Der in den letzten Tagen bekannt gewordene israelische Plan für die Bereitstellung der humanitären Hilfe ist aus mehreren Gründen alarmierend: In vier «Hubs» sollen die Güter ausschliesslich im Süden des Gazastreifens und unter der alleinigen Kontrolle Israels verteilt werden. Lange Zugangswege durch ungesichertes und zerstörtes Gebiet, in dem noch immer Kampfhandlungen stattfinden, gefährden die notleidenden Menschen sowie Helferinnen und Helfer. Die Versorgung würde stark eingeschränkt und wäre nur für jene zugänglich, die sich einer Sicherheitsprüfung durch die israelische Armee unterziehen würden. Private Sicherheitskräfte sollen unabhängige humanitäre Organisationen ersetzen. Dieser Plan widerspricht fundamental dem völkerrechtlichen Neutralitätsprinzip der humanitären Hilfe und verknüpft Nothilfe mit politischen und militärischen Zielen. Humanitäre Hilfe darf nicht von Kriegsparteien instrumentalisiert werden.

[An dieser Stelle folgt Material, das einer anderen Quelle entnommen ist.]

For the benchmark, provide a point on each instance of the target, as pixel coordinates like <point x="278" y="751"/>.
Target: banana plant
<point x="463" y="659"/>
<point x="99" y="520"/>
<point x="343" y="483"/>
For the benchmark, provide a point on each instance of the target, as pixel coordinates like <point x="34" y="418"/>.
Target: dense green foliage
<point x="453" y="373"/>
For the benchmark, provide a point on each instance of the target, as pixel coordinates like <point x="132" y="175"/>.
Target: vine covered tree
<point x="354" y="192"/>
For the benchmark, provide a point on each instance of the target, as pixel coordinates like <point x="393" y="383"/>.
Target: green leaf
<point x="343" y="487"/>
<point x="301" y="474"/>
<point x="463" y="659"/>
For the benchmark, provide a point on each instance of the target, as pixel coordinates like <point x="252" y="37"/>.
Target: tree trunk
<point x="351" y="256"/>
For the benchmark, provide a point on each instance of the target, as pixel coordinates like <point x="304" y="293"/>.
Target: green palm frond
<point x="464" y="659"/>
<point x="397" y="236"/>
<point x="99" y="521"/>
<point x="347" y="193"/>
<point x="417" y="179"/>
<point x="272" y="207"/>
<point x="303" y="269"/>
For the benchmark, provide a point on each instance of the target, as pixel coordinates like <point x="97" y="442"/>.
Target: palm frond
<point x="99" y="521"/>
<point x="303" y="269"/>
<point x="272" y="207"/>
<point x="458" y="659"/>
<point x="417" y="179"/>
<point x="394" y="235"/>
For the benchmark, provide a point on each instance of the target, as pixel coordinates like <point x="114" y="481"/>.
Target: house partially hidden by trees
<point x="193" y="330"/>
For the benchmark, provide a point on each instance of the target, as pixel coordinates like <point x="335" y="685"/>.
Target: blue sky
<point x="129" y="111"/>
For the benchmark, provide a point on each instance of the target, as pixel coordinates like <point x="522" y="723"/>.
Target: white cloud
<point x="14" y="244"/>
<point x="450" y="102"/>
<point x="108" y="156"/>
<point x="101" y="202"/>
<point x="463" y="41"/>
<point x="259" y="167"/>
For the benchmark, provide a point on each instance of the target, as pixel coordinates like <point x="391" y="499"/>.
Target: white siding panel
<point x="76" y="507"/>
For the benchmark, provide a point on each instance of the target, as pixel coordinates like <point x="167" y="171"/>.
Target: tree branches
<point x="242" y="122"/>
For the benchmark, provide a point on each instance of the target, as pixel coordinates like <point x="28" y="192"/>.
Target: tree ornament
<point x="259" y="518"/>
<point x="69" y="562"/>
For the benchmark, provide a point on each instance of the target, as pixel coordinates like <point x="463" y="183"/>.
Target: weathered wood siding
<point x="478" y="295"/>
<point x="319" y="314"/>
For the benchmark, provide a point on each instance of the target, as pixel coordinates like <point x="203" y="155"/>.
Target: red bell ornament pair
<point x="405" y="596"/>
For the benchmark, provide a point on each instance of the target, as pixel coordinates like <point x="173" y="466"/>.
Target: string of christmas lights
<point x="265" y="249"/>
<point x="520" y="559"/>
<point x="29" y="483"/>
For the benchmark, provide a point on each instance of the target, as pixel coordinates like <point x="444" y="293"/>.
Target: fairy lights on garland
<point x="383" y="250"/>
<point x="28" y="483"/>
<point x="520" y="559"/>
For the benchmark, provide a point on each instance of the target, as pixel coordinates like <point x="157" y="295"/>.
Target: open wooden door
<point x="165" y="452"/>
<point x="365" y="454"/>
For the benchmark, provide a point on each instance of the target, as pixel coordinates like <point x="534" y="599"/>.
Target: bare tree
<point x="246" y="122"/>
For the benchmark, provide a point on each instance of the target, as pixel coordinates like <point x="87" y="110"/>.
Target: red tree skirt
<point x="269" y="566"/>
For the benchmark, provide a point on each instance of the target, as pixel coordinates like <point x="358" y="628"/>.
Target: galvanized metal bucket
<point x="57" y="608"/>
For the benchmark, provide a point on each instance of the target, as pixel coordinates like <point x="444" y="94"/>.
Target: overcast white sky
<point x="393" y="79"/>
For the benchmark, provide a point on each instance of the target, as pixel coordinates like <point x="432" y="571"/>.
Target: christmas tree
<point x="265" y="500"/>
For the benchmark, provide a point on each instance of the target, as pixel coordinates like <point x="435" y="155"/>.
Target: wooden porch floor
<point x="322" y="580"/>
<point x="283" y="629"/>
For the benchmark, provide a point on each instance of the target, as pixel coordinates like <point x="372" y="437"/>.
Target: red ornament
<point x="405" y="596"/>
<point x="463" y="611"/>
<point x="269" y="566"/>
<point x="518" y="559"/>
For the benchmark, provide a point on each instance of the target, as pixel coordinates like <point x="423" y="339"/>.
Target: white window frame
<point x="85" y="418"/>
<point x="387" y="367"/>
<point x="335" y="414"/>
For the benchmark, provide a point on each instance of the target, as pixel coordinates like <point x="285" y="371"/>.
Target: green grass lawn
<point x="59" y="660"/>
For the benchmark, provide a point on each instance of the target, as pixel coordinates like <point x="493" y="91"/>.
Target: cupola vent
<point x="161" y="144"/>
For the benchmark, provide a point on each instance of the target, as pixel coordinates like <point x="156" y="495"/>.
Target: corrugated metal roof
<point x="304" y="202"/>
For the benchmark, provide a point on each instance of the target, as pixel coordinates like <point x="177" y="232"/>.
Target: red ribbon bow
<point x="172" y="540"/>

Caritas Schweiz, HEKS, Helvetas, Terre des hommes, Swissaid, Solidar Suisse und Alliance Sud rufen den Bundesrat dazu auf, sich für den sofortigen und uneingeschränkten Zugang zu humanitärer Hilfe für die notleidende Zivilbevölkerung und die Respektierung des humanitären Völkerrechts einzusetzen, und zwar auf verschiedenen Ebenen:
Die Menschen in Gaza brauchen Hilfe – jetzt. Das zeigt sich auch in den Projekten der Schweizer NGOs mit ihren Partnerorganisationen vor Ort in aller Dringlichkeit. Die Schweiz muss ihrer humanitären Tradition gerecht werden und sich für eine strikte Einhaltung des humanitären Völkerrechts einsetzen.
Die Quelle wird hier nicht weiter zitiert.